Whenever we look at the world around us, it is very natural for us to organize, group, differentiate, and catalog what we see to help us make better sense of it; this type of mental classification process is fundamental to learning and comprehension. Similarly, to help you learn about and better comprehend your data, you can use the Multivariate Clustering tool. Given the number of clusters to create, it will look for a solution where all the features within each cluster are as similar as possible, and all the clusters themselves are as different as possible. Feature similarity is based on the set of attributes that you specify for the Analysis Fields parameter, and clusters are created using the K-Means algorithm.
Clustering, grouping, and classification techniques are some of the most widely used methods in machine learning. The Multivariate Clustering tool utilizes unsupervised machine learning methods to determine natural clusters in your data. These classification methods are considered unsupervised as they do not require a set of preclassified features to guide or train the method to find the clusters in your data.
While hundreds of clustering analysis algorithms such as these exist, all of them are classified as NP-hard. This means that the only way to ensure that a solution will perfectly maximize both within-group similarities and between-group differences is to try every possible combination of the features you want to cluster. While this might be feasible with a handful of features, the problem quickly becomes intractable.
Not only is it intractable to ensure that you've found an optimal solution, it is also unrealistic to try to identify a clustering algorithm that will perform best for all possible types of data and scenarios. Clusters come in all different shapes, sizes, and densities; attribute data can include a variety of ranges, symmetry, continuity, and measurement units. This explains why so many different cluster analysis algorithms have been developed over the past 50 years. It is most appropriate, therefore, to think of these tools as exploratory tools that can help you learn more about underlying structures in your data.
Some of the ways that this tool might be applied are as follows:
- Suppose you have salmonella samples from farms around your state and attributes including the type/class, location, and date/time. To better understand how the bacteria is transmitted and spread, you can use the Multivariate Clustering tool to partition the samples into individual "outbreaks". Even though the analysis itself is not spatial, you may discover a spatial pattern in your results as the outbreak spreads. Once the clusters are determined, you can use other spatial pattern analysis tools such as Standard Deviational Ellipse, Mean Center, or Near to analyze each outbreak.
- If you've collected data on animal sightings to better understand their territories, the Multivariate Clustering tool might be helpful. Understanding where and when salmon congregate at different life stages, for example, could assist with designing protected areas that may help ensure successful breeding.
- Clustering customers by their buying patterns, demographic characteristics, travel patterns, or other behavioral attributes may help you design an efficient marketing strategy for your company's products.
This tool takes point, polyline, or polygon Input Features, a path for the Output Features, one or more Analysis Fields, and an integer value representing the Number of Clusters to create.

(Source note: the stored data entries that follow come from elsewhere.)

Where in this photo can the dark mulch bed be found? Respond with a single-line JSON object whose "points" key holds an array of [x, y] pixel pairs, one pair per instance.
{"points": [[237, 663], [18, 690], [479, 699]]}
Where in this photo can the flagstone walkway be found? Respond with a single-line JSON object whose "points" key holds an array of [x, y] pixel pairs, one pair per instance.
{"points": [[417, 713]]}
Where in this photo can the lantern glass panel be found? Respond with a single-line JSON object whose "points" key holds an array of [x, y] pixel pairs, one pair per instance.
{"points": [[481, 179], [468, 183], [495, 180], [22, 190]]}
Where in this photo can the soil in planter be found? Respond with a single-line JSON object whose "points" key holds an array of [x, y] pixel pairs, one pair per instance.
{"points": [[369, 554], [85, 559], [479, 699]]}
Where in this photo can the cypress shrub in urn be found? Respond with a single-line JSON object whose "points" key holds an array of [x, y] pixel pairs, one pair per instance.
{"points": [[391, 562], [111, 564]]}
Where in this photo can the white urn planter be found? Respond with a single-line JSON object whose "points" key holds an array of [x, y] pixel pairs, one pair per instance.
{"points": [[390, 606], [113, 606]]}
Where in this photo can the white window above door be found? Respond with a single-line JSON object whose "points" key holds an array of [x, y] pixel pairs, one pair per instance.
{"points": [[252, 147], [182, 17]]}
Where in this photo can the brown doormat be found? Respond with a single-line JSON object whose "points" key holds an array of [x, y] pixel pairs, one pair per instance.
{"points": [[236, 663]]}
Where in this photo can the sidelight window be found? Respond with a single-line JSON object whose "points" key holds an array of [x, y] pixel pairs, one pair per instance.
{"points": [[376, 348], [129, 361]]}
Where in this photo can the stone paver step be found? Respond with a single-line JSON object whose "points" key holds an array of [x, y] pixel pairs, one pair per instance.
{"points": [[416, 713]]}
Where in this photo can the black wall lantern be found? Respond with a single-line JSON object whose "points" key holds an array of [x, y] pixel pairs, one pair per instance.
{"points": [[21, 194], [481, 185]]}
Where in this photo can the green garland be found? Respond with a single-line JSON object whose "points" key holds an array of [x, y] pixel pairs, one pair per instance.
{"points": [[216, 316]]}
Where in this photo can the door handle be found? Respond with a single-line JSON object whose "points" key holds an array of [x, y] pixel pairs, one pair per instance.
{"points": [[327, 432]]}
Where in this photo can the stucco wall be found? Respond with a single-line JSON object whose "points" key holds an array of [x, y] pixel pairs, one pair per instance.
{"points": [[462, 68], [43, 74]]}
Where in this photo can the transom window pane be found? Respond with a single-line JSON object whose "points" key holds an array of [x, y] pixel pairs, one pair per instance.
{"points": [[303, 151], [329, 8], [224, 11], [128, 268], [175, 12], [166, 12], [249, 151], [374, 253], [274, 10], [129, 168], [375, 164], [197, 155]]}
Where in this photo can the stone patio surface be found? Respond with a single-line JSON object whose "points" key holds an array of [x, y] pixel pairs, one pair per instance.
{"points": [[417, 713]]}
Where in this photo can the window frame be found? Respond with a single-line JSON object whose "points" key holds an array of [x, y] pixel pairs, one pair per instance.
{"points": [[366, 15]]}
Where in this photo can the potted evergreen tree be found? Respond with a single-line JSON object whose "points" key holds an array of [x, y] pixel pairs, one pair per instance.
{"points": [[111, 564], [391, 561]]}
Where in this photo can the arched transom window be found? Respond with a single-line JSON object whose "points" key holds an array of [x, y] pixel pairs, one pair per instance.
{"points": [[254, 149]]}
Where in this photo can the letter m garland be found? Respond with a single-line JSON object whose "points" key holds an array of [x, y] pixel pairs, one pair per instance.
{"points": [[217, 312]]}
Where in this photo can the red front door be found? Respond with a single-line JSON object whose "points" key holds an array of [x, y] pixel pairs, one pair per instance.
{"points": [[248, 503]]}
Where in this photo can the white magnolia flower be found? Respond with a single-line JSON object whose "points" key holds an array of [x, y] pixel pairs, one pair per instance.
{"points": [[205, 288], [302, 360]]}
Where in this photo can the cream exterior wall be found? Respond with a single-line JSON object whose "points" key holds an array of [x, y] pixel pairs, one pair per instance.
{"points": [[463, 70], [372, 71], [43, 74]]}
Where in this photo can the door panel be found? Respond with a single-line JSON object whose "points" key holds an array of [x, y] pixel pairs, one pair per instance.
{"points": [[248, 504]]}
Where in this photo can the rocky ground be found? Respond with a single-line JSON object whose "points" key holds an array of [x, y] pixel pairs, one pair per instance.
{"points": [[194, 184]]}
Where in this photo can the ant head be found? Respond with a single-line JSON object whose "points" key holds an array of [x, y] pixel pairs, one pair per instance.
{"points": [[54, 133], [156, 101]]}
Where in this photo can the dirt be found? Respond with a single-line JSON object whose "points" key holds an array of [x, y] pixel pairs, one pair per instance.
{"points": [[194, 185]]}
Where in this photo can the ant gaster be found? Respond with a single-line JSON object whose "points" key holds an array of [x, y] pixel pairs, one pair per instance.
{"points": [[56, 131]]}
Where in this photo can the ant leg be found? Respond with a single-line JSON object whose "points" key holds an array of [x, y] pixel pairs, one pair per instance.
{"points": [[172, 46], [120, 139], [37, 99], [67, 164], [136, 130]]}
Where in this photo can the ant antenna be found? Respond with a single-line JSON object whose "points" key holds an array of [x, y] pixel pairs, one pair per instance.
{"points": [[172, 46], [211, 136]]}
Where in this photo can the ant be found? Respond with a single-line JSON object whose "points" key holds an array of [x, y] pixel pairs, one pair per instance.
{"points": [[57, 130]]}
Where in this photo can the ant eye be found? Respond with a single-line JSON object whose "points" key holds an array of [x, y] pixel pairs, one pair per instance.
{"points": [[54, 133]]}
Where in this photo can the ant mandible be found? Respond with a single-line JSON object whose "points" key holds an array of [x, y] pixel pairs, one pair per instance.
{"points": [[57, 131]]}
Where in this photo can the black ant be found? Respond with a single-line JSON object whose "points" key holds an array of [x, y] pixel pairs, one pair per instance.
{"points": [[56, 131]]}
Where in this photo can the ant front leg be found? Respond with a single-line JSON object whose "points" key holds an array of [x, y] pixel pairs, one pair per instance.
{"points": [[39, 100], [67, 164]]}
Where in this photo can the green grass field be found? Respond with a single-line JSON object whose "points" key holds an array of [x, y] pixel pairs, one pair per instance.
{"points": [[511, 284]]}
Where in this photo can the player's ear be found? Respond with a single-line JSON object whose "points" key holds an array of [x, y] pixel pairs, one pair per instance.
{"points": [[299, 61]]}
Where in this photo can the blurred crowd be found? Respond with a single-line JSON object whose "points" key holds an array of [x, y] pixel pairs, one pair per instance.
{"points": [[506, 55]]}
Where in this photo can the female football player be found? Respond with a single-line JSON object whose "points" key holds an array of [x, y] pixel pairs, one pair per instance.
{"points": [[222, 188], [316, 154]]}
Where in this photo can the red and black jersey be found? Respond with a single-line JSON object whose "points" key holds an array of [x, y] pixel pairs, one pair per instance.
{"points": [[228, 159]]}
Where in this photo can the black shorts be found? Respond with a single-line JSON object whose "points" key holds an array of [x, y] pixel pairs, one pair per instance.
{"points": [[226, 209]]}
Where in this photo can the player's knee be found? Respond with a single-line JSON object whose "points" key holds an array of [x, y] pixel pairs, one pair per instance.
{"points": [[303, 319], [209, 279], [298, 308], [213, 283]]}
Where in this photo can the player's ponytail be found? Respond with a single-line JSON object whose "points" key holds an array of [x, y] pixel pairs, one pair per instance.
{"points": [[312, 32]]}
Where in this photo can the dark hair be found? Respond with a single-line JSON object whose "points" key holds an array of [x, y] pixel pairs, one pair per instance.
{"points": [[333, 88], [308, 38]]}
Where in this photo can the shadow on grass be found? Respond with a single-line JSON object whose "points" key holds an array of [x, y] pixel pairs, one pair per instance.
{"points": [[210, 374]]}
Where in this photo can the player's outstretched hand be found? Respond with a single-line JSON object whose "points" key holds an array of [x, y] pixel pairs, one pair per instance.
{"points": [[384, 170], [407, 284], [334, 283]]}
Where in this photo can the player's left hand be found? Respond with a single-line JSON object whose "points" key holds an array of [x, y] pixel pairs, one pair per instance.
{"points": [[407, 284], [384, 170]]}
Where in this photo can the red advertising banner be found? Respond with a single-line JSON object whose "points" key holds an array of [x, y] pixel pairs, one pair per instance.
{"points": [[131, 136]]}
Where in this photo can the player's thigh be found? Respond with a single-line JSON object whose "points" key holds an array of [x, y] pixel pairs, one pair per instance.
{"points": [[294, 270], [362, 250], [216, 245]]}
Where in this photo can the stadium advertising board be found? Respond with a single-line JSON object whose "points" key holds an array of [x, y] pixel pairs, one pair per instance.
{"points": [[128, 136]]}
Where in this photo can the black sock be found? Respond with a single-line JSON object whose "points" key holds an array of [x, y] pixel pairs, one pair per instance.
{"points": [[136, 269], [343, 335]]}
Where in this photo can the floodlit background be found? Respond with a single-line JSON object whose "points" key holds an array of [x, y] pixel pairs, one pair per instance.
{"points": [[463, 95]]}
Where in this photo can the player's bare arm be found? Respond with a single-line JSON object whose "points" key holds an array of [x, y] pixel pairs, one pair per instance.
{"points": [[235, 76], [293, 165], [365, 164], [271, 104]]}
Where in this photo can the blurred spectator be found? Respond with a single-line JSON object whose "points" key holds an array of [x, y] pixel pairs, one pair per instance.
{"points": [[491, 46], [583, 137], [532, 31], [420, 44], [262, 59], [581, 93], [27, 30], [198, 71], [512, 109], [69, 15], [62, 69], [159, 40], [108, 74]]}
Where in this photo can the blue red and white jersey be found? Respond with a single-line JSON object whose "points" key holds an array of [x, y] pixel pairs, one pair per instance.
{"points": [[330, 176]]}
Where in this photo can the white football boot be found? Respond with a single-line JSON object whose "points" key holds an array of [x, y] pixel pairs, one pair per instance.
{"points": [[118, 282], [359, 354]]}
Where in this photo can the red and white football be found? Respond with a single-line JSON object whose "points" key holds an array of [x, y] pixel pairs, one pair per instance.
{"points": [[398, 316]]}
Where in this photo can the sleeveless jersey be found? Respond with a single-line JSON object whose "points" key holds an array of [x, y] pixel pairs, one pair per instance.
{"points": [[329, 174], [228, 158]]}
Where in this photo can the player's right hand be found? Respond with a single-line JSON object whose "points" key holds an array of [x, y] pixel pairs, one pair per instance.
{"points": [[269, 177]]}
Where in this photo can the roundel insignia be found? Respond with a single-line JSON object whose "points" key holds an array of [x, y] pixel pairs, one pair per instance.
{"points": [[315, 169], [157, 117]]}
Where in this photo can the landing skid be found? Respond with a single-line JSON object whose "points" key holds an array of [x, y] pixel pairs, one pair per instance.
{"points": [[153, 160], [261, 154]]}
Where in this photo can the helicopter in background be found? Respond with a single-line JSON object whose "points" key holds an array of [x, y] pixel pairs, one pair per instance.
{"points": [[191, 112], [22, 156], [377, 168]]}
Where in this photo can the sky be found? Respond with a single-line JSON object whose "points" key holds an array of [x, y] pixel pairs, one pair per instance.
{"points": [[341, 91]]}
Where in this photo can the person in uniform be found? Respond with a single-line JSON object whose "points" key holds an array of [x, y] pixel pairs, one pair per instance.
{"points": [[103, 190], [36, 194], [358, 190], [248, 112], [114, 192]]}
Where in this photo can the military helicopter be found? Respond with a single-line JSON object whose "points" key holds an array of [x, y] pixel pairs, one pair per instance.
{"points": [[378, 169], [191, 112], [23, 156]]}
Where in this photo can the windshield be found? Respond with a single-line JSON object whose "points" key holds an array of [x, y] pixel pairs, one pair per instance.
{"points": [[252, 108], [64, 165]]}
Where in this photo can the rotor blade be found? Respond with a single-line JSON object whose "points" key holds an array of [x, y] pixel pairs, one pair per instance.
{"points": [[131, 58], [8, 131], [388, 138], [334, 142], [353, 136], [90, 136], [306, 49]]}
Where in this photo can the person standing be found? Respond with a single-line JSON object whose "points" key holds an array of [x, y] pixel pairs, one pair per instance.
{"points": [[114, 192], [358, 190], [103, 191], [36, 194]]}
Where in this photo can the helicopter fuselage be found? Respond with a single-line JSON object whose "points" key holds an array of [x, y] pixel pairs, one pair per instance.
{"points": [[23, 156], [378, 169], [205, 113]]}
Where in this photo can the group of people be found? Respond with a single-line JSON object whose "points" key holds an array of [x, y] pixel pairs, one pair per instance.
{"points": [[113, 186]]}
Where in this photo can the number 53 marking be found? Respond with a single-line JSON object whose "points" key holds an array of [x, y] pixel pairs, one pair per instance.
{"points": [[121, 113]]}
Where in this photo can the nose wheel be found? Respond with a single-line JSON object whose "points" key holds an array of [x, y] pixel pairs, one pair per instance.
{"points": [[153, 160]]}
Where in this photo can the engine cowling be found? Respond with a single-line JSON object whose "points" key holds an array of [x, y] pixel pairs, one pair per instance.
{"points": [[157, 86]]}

There are also a number of optional parameters, including options for Initialization Method and an Output Table for Evaluating Optimal Number of Clusters.
Select fields that are numeric, reflecting ratio, interval, or ordinal measurement systems. While Nominal data can be represented using dummy (binary) variables, these generally do not work as well as other numeric variable types. For example, you could create a variable called Rural and assign to each feature (each census tract, for example) a 1 if it is mostly rural and a 0 if it is mostly urban. A better representation for this variable would be the amount or proportion of rural acreage associated with each feature.
The values of the Analysis Fields are standardized by the tool because variables with large variances (where data values are very spread out around the mean) tend to have a larger influence on the clusters than variables with small variances. Standardization of the attribute values involves a z-transform, where the mean for all values is subtracted from each value and divided by the standard deviation for all values. Standardization puts all the attributes on the same scale, even when they are represented by very different types of numbers: rates (numbers from 0 to 1.0), population (with values larger than 1 million), and distances (kilometers, for example).
You should select variables that you think will distinguish one cluster of features from another. Suppose, for example, you are interested in clustering school districts by student performance on standardized achievement tests. You might select Analysis Fields that include overall test scores, results for particular subjects such as math or reading, the proportion of students meeting some minimum test score threshold, and so forth. When you run the Multivariate Clustering tool, an R2 value is computed for each variable and reported in the the messages window. In the summary below, for example, school districts are grouped based on student test scores, the percentage of adults in the area who didn't finish high school, per student spending, and average student-to-teacher ratios. Notice that the TestScores variable has the highest R2 value. This indicates that this variable divides the school districts into clusters most effectively. The R2 value reflects how much of the variation in the original TestScores data was retained after the clustering process, so the larger the R2 value is for a particular variable, the better that variable is at discriminating among your features.
R2 is computed as:
(TSS - ESS) / TSS
where TSS is the total sum of squares and ESS is the explained sum of squares. TSS is calculated by squaring and then summing deviations from the global mean value for a variable. ESS is calculated the same way, except deviations are cluster by cluster: every value is subtracted from the mean value for the cluster it belongs to and is then squared and summed.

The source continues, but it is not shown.